Janet Frame, New Zealand’s most highly acclaimed author, was born in Dunedin in 1924 and died in 2004. Her first book, The Lagoon and Other Stories, was published in 1952. Frame went on to publish eleven novels, another three short-story collections and a book of poetry during her lifetime, and another novel, a short-story collection and a book of her poems have been published since her death. Janet Frame received numerous awards for her work, including a CBE for services to literature, in 1983. In 1990, she was made a Member of the Order of New Zealand. In that year, the three volumes of her autobiography were made into the film An Angel at My Table.
In 1973, Janet Frame was awarded the Katherine Mansfield Fellowship, and she spent the following year in Menton on the Côte d’Azur. Beneath the villa Isola Bella, where Mansfield lived and wrote for a time, is the Memorial Room, a small stone room commemorating her work and given to the Mansfield Fellow as a place to write. Though she struggled to work in the difficult conditions of the Memorial Room—with no running water or toilet facilities and delays in receiving her fellowship payment— it was in Menton that Janet Frame wrote In the Memorial Room, the story of Harry Gill, writer and recipient of the Watercress-Armstrong Fellowship.

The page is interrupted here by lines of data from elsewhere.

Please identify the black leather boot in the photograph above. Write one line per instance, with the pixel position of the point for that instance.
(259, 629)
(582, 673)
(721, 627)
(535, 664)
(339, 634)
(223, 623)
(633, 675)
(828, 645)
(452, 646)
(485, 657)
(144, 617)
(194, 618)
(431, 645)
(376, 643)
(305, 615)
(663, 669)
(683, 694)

Frame did not allow publication of the manuscript during her lifetime—would certain people see themselves in the characters portrayed and, finding unflattering portraits, be offended? But she always intended the novel to be published posthumously, at the right time. Tucked away, to be looked at later, the Menton novel waited while Frame went on to write Living in the Maniototo, a novel interlaced with some of the same characters, events and places.
Now, almost forty years after Janet Frame wrote In the Memorial Room, on her second-hand typewriter, the wait is over.